人はよく、何か大きな災難に遭うと
「神も仏もあったもんじゃない」とか
「こんなことが起こるなんて、神様なんていないんじゃないか」と思ってしまいますね。
私も、東日本大震災で流されていく地元の映像を見た時やたくさんの犠牲者が出た時、そして母のスキルス胃がんが判った時そう思いました。
近所の氏神様に何年もお参りを欠かさず続けていた母がどうしてこんな目に遭わなきゃいけないんだ、全然守られてなんかいないじゃないか、それならもうお参りなんてする必要ないじゃないかと。
でも母を亡くしてみて、守られているというのはそういうことじゃないって思うようになりました。

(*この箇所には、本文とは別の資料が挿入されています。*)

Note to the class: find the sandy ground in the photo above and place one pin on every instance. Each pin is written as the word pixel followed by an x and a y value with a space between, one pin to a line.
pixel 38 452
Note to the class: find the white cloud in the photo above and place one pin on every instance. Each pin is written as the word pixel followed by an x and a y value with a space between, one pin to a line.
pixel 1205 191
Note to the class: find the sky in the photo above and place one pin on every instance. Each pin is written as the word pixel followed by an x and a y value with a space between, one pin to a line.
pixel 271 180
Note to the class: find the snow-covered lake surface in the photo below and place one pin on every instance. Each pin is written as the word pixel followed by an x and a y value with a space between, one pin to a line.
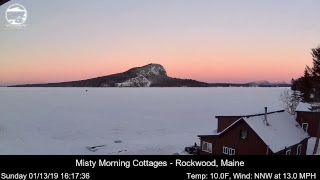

神様や仏様が災難から救ってくれるとか、誰も不幸な目に遭わないようにしてくれるとか、そういうことじゃないって。
本当の意味で守られているというのは、災難に遭った時、何かに迷った時や悩んでいる時に、その存在が心の中にあるだけで強くなれたり自分で選択する勇気と決断する力をもらえること。
それによって災難や辛いことを乗り越えていけるということなんじゃないかなって。
私はいつも何かに迷ったり投げ出したくなったりした時に必ず母のことを思い浮かべます。
母はどんなに苦労を背負っても、決して投げ出したりしなかった。
パワフルで元気が取り柄だった母ががんに侵され、どんどん痩せて体力が落ちていっても、生きるためと決して食べることを諦めずに闘い抜いた。
その必死で病気に立ち向かった姿を思えば今の私の悩みなんて取るに足らないもの。
そう思うと心がスッと軽くなって、方向性を決めることができ、すぐに笑顔に戻れます。
いつまでもくよくよして嫌な顔をしていたら、うまくいくものもいかなくなる。
自分で何かを決めて自信を持ってやり通すことで、笑顔になれたことで、その日が幸せな方向に導かれていく。
そうなった時、ああ守られているってこういうことなんだなぁって気づかされました。
もちろん、そんなのキレイごとだと思う人もいるだろうし、私がこれから生きていく中でそんな簡単には済まないことだってあるかもしれないけど。
これからも母は私の心の中にいて、ずっと守り続けてくれる。
母はいなくなってもその存在の大きさは、私の中で決して変わることがありません。